Direct source code analysis vs. abstracted source code analysis

The primary benefit of analyzing source code is that applications can be analyzed before they can be compiled. This allows for the use of SAST during an earlier stage of the SDLC. The main restriction is that the coverage is less, because functions that use binary libraries (such as .dll and .jar files) cannot be accurately analyzed.

Most SAST tools that analyze the source code of an application do not analyze the actual source code. Instead, they first create an abstraction of the source code, and then analyze the abstraction. Because the abstraction is language-neutral (i.e. similar code in C# and Java will be represented by the same abstraction), this mechanism allows SAST vendors to build a single analysis engine that works on multiple programming languages.

However, this abstraction process comes with a major downside. No matter how accurate the abstraction is, some information about the original source code is lost during the process, which causes more false positives and false negatives. This is where direct source code analysis shines.

Direct source code analysis does not abstract the source code. Instead, it analyzes source code in its original form. Not many analysis engines do this, because to do so requires language-dependent customizations for each language the engine supports. However, by directly analyzing the source code, the analysis engine can extract all the details about both the code and the context of the vulnerabilities contained there.

Direct bytecode analysis vs. decompiled bytecode analysis

The major reason for conducting a bytecode or binary analysis is the ability to analyze an application and its referenced libraries without access to the complete source code (or access to any source code in some cases). The downside is that binary files, even with their corresponding debug symbols, lack some information that is only present in the source code.

There are two common implementations of bytecode analysis: decompiled bytecode analysis and direct bytecode analysis. Decompiled bytecode analysis uses a bytecode decompiler to translate the bytecode into an abstraction that is language-neutral, and then analyzes this abstraction. This is similar to how abstracted source code analysis works, but because it has an extra layer of abstraction, more source code information is lost.

Direct bytecode analysis works by creating the “flow graph” directly from the bytecode.

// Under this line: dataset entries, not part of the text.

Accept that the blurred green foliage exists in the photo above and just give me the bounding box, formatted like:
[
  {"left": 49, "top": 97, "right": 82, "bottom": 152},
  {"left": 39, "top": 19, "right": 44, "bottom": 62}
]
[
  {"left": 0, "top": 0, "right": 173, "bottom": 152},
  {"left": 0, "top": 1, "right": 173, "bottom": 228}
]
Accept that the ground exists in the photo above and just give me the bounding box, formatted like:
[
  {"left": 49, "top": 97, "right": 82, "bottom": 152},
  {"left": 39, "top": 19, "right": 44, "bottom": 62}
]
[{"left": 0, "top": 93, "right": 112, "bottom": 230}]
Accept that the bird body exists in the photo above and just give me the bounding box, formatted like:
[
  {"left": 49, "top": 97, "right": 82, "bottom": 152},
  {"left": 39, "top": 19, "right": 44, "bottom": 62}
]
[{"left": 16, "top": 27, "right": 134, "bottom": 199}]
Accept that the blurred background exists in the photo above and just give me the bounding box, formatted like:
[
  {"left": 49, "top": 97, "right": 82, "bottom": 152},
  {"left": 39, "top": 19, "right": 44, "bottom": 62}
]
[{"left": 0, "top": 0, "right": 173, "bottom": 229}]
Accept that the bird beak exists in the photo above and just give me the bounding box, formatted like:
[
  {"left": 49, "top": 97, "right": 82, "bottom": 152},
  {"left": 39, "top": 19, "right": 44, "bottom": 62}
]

Similar to direct source code analysis, this approach produces fewer false positives and, with the help of debug symbols, preserves more information from the original source code and the resulting vulnerabilities.

Multi-stage hybrid analysis

Lucent Sky AVM uses a multi-stage hybrid analysis that combines both direct bytecode analysis and direct source code analysis. Direct source code analysis allows Lucent Sky AVM to understand the context of a vulnerability, and the developer’s original intent when the vulnerability was introduced. This enables the generation of the correct mitigation (“Instant Fix”) at the correct location in the source code. Direct bytecode analysis not only enhances the accuracy of the analysis and lowers false positives, it also enables Lucent Sky AVM to identify vulnerabilities in referenced third-party libraries and even mitigate them in most cases.

By investing in the painstaking engineering efforts of direct source code analysis and direct bytecode analysis, Lucent Sky AVM is able to bring greater efficiency to the vulnerability mitigation process. We did the hard work, so you don’t have to.